Objectives Musculoskeletal disorders of the wrist and hand have been linked with various occupational activities, including use of computer keyboards and other repetitive manual tasks. They are also influenced by psychological risk factors. To explore a hypothesised role of culturally determined health beliefs and expectations, we compared rates of wrist/hand pain in workers carrying out similar occupational tasks in culturally diverse settings.
Methods As part of the CUPID study, a standardised questionnaire was used to collect baseline data on musculoskeletal symptoms and their risk factors from samples of nurses (12 countries), office workers (10 countries) and manual workers carrying out repetitive tasks with their hands (nine countries). Analysis focused on 9347 workers aged 20–59 years. Simple descriptive statistics were used to compare the prevalence of wrist/hand pain by occupational group and country.

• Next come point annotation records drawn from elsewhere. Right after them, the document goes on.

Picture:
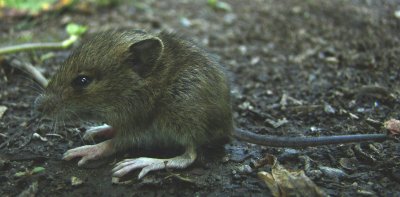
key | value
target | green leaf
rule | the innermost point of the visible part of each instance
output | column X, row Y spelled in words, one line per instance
column 75, row 29
column 30, row 6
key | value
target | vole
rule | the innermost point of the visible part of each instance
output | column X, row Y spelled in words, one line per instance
column 152, row 89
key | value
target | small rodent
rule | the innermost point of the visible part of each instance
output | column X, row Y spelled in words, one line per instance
column 152, row 89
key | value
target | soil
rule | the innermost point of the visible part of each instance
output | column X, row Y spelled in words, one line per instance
column 299, row 68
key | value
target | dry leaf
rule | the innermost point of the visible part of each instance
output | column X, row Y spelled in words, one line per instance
column 281, row 182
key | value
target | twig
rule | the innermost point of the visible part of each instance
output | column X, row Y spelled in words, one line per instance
column 36, row 74
column 41, row 46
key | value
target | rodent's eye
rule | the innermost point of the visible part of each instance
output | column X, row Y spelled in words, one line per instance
column 81, row 81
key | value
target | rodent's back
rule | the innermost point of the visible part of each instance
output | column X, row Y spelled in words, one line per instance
column 193, row 93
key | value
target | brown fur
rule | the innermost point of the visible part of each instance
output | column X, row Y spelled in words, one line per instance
column 182, row 98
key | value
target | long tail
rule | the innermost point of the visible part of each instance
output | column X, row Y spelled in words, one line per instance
column 298, row 142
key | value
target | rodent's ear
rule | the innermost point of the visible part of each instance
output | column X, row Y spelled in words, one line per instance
column 144, row 54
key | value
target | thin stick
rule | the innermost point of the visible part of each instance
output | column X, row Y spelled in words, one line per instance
column 39, row 46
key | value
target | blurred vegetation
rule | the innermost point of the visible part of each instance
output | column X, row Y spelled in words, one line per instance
column 35, row 7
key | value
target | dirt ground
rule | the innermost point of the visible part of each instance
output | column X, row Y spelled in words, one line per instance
column 299, row 68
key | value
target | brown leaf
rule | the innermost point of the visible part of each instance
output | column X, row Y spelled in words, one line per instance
column 282, row 182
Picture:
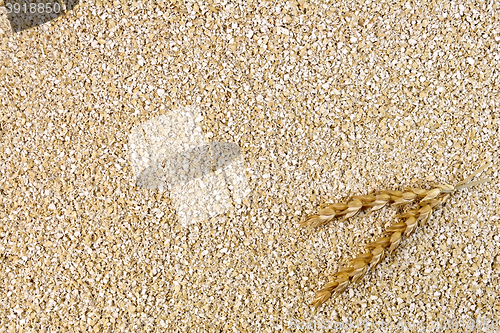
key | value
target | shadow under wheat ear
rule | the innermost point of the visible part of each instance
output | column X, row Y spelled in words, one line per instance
column 428, row 201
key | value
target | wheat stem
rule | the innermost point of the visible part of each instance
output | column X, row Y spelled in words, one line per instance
column 386, row 245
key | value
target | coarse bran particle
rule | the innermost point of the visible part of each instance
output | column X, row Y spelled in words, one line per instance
column 289, row 82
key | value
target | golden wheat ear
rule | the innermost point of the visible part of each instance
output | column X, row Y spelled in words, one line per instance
column 428, row 201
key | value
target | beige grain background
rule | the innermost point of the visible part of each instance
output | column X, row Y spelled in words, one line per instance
column 324, row 100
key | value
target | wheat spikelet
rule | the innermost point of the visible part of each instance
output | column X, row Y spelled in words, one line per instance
column 373, row 203
column 428, row 201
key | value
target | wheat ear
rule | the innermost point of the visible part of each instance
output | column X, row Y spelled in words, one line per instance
column 377, row 250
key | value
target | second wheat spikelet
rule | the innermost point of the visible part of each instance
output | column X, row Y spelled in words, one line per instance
column 428, row 201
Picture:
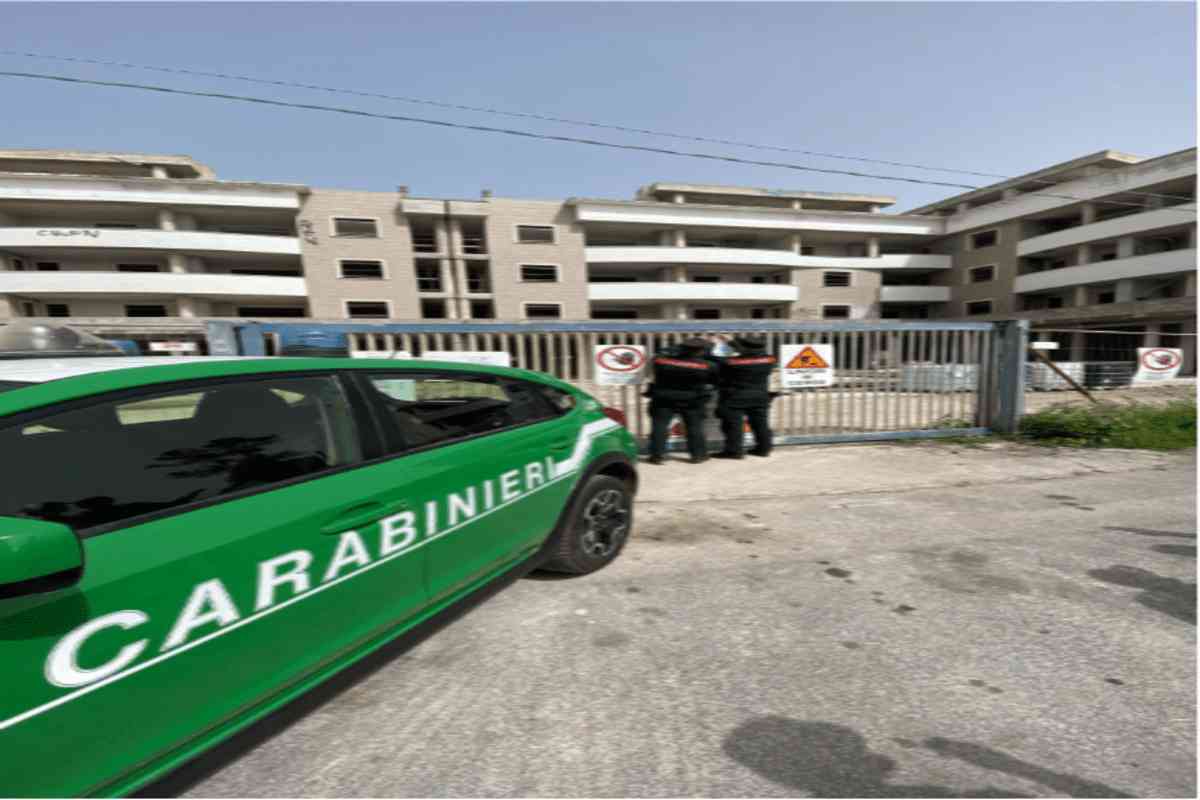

Results Among the office workers, almost all of whom used a computer keyboard for ≥4 h/day, the 1-month prevalence of wrist/hand pain varied from 3% in Pakistan and 6% in Japan to 37% in Brazil and 38% in Nicaragua. Within countries, prevalence rates in nurses were generally similar to those in office workers. Pakistani and Japanese manual workers also had low rates of wrist/hand pain, but the lowest prevalence was in Brazilian cane cutters (2%), and the highest in Italian workers at a toy factory (43%).
Conclusions Country of residence appears to be a much more important determinant of wrist/hand pain than workplace physical activity. Possible reasons for the major differences in prevalence between countries will be discussed.